ANA Magnet program promotes excellence
ANA Magnet program promotes excellence
Singled-out facilities are showcasing distinction
Is your hospital one of ten around the nation that meet new quality nursing standards? You'd know it - "Magnet" hospitals aren't shy about their designation because it signifies outstanding nursing care. In fact, they've been flying flags and mounting advertising campaigns to flaunt the honor.
The American Nurses Association (ANA) in Washington has been awarding its nursing seal of approval since 1993 to hospitals that have passed muster - and that paid their process costs, which can run between $1,000 and $7,500, depending on size. More than 70 hospitals have applied for Magnet status, and these have gained the title to date:
· University of Washington at Seattle Medical Center
· Hackensack (NJ) University Medical Center
· University of California at Davis Medical Center
· St. Joseph's Hospital of Atlanta
· Inova Fairfax (VA) Hospital in Fairfax
· Mayo-Rochester (MN) Hospital
· Robert Wood Johnson University Hospital in New Brunswick, NJ
· Jersey Shore Medical Center in Neptune, NJ
· The Miriam Hospital in Providence, RI
· St. Peter's Medical Center in New Brunswick, NJ
The ANA Credentialing Center's program concentrates on excellence in nursing service and care. The standards measure everything from how much time nurses spend with patients to how many patients get bedsores. Some input comes from self-evaluation by the nurses of the facility. Submitted documentation and evidence are reviewed by professional nurse appraisers for two levels of achievement:
· Meeting the essential core. If a single core criterion is unmet, the application process goes no further and the application and fee are returned to the applicant.
· Meeting Magnet criteria. Appraisers first scrutinize written documentation of Magnet criteria and decide if a facility achieves a minimum score. When the appraisers determine that the written evidence and documentation satisfy the Magnet criteria, a two-day site appraisal is scheduled and conducted. The thorough appraisal verifies, clarifies, and amplifies all information from the written documentation as well as on-site requirements.
Evidence from the self-evaluation, from community input, and from the site appraisal are presented to the commissioners of the Magnet program, and they then vote on whether a facility is awarded the designation.
'Let nurses be nurses'
St. Joseph's Hospital in Atlanta became a Magnet facility by letting nurses be nurses - not inventory clerks, patient transporters, or paper chasers. Vickie Moore, RN, MSN, chief nurse executive and vice president of operations at St. Joseph's, says rather than increasing nursing efficiency by employing more aides, the hospital changed clerical and clinical portions of its care delivery system. As a result of a project initiated a few years ago, nurses now spend 50% of their time in direct patient care, rather than 38%, says Moore.

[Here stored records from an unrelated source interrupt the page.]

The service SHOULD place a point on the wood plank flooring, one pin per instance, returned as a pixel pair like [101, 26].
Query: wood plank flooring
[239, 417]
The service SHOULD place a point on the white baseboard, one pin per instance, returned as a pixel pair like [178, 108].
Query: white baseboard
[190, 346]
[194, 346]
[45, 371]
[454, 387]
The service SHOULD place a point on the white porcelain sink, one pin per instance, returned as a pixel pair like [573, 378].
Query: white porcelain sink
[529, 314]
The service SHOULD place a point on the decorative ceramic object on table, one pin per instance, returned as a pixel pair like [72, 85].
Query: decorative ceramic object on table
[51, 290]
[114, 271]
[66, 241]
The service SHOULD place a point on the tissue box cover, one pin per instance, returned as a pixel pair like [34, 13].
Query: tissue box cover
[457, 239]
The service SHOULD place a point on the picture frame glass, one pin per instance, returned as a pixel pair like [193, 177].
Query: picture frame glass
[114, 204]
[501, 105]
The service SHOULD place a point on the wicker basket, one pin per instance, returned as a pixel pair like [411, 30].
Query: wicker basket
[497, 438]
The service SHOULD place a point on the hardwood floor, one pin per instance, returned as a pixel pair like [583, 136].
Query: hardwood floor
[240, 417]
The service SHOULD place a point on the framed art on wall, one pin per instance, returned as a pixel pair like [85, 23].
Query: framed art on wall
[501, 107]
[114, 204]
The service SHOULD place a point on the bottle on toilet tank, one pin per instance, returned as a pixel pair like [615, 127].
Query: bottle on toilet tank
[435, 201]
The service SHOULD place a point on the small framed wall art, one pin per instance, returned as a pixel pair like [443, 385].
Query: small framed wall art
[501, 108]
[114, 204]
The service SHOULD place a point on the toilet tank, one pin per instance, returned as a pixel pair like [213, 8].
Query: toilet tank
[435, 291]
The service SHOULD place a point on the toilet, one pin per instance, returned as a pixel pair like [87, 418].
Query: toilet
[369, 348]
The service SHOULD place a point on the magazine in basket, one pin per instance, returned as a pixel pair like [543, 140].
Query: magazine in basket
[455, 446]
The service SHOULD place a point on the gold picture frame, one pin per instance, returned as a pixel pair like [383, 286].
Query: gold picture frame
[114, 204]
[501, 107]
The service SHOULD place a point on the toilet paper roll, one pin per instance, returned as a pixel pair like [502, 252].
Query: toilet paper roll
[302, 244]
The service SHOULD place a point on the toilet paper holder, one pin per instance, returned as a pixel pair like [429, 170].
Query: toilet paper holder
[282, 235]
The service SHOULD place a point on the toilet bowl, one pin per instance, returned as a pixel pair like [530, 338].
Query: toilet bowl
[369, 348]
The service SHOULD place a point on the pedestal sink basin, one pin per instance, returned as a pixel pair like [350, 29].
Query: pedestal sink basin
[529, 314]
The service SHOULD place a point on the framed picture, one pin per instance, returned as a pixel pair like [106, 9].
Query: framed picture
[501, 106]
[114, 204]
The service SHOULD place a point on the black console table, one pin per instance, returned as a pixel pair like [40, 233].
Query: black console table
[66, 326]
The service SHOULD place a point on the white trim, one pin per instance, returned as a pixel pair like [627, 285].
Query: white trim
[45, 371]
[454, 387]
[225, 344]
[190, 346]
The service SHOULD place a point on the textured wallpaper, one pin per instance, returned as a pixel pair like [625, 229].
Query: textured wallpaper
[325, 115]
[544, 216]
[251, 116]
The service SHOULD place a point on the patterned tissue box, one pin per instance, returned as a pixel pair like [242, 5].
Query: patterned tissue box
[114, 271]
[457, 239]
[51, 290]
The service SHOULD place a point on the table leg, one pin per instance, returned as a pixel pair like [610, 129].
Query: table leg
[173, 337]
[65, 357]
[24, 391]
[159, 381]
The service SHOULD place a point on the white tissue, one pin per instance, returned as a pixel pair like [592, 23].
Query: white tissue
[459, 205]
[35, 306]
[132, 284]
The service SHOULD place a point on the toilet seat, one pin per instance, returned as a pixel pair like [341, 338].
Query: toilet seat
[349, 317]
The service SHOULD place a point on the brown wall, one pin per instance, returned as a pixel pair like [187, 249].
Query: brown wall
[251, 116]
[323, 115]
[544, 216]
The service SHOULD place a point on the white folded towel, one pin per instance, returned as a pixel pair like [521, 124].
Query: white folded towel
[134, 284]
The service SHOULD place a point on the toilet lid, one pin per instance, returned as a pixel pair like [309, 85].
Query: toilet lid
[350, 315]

"It's a natural tendency to look at the nursing payroll and to attempt to decrease it by reducing the number of nurses and adding more aides, but a system can be made more efficient also by making changes that allow nurses to do their jobs more effectively," says Moore. After an assessment revealed that performing inventory, transport, and paperwork functions reduced the amount of time at bedside, a task force composed of a clinical nurse specialist, representatives from risk management and quality management, and staff nurses devised a time frame and a plan for its implementation.
For their four-month pilot project, they selected a floor that contained a 23-bed renal/ pulmonary unit and a 25-bed cardiology unit. The task force selected those units because they were distinctly different: The renal/pulmonary patients had an average length of stay of 5.1 days, while cardiology patients stay 2.42 days on average. "We figured if these changes would work on the pilot floor, they would work throughout the med-surg division," says Shahin Vojdani, RN, St. Joseph's nursing project leader.
'We pay nurses too much to just do chores'
The team tracked qualitative and quantitative data prior to implementation, including patient falls, medication errors, infection rates, patient satisfaction, overtime/additional hours, hours per patient day for direct caregivers, and occupancy. "We wanted to make sure changes were not affecting our quality in a negative way," explains Vojdani.
Although team members would spend another 19 months implementing the project on 11 units, they provided paperwork relief by implementing several clerical changes facilitywide in fewer than six weeks, including giving secretaries sufficient information about the unit's activities and patients so they could field telephone questions and not interrupt the nurses.
Team members also collected a sample of forms such as those used at admission, asked nurses the purpose of each, and consolidated the essential elements, cutting the total number in half.
In addition, the team eliminated the time nurses spent in charging and taking inventory on supplies. "We looked at how much time it to took to apply stickers or bar codes to send to central supply. It may seem like an insignificant amount of time, but it does add up," Vojdani says. "Nurses now have no involvement with stocking. We pay them too much to have them be stock clerks," she says.